For open source systems management, the real rewards are in reduced costs, and a lack of vendor-lock. Also, those organizations willing to become active in an open source systems management project will gain an ability to steer the development of the product to match the needs of the business far beyond what can be driven in a traditional proprietary vendor model.
For virtualization, there are many benefits -- disaster recovery is eased when you don't have individual servers dependent on hardware. Backup becomes as easy as a snapshot. Provisioning new server resources goes from taking weeks to taking days (if not down to just hours!). Hardware acquisitions are reduced. Electrical bills are reduced. The number of hardware problems go down. Servers are consolidated. Do data center managers need to be concerned about data center sprawl?
Virtual sprawl is no more serious a threat than physical sprawl. Virtual sprawl adds a layer of complexity in tracking which host systems are the "homes" to which guests, and it adds a security layer in keeping unauthorized personnel from creating "gray-box" guests. However, virtualizing mitigates aspects of physical sprawl that are equally complex, such as power and cooling concerns, space issues, and even many networking concerns.
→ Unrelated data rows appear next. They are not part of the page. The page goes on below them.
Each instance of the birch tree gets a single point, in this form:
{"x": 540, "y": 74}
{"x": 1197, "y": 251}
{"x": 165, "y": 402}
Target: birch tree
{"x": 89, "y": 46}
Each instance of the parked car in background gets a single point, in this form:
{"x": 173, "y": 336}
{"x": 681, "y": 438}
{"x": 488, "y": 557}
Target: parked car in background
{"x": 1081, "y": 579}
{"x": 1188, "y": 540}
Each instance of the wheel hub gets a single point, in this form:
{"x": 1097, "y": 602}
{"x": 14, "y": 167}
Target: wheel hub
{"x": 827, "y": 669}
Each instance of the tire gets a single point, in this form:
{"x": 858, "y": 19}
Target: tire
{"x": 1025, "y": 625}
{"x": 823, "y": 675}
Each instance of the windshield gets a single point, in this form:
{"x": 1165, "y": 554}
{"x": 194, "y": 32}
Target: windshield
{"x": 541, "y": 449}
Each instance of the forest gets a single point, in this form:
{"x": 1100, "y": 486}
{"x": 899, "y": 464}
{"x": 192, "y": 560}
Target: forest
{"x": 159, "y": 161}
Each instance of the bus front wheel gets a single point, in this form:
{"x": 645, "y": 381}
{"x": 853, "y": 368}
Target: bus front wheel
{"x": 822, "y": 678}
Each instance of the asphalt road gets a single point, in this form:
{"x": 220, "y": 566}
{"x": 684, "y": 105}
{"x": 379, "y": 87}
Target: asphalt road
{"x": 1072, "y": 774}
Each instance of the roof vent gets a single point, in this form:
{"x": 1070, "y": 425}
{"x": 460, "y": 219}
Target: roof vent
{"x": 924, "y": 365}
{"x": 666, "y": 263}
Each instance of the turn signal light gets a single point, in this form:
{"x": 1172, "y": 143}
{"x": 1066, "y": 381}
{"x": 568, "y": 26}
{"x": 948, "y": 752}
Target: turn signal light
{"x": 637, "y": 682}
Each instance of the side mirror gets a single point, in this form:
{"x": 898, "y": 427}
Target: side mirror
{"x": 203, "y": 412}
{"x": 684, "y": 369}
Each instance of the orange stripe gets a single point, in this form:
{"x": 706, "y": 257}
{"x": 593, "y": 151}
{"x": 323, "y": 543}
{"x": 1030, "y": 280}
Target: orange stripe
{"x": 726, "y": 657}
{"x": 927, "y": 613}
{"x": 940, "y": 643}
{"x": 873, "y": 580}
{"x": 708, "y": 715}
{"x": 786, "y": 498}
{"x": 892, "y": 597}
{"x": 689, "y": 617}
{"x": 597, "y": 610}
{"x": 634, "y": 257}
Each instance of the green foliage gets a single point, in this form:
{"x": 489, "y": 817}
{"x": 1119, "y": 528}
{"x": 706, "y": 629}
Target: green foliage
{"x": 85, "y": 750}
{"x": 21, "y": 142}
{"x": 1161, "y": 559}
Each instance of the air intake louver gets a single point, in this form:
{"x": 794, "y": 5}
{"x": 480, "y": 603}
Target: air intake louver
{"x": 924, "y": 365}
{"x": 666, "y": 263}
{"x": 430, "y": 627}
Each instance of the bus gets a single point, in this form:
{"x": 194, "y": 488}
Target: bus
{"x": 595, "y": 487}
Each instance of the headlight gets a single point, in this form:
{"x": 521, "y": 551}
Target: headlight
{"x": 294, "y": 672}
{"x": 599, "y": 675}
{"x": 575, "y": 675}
For the work it takes to manage virtual sprawl, much more work is actually saved in avoiding physical sprawl.
That said, sprawl is an issue that needs to be addressed, and to avoid sprawl becoming a problem, IT managers should always maintain adequate documentation, and the initial virtualization project should consider sprawl during the design phase. For those shops where virtualization has been introduced without a formalized process, going back and documenting the architecture, as well as tuning it to meet the challenge of virtual sprawl, is a significant step forward in maximizing the value of virtualization.
This documentation can often be produced by systems management tools either within the product (such as VMware's VirtualCenter) or outside in systems management software. What about hardware decisions -- should data center managers be considering scale-up instead of scale-out?
I personally prefer a scaled-up approach because there is a reduction in ongoing costs, such as power, space, cooling, and physical maintenance. Also, the complexity factor is reduced when there is less hardware to manage. An exception to that would be data centers without existing centralized storage -- the initial acquisition becomes more expensive in scale-up operations if a SAN infrastructure is not already in place.
Scale-out can work for a time, but in the end, having ten servers at $20,000 (or even $30,000!) each vs. 100 servers at $4,000 each is a big difference in cost, not to mention time spent on management and on controlling sprawl.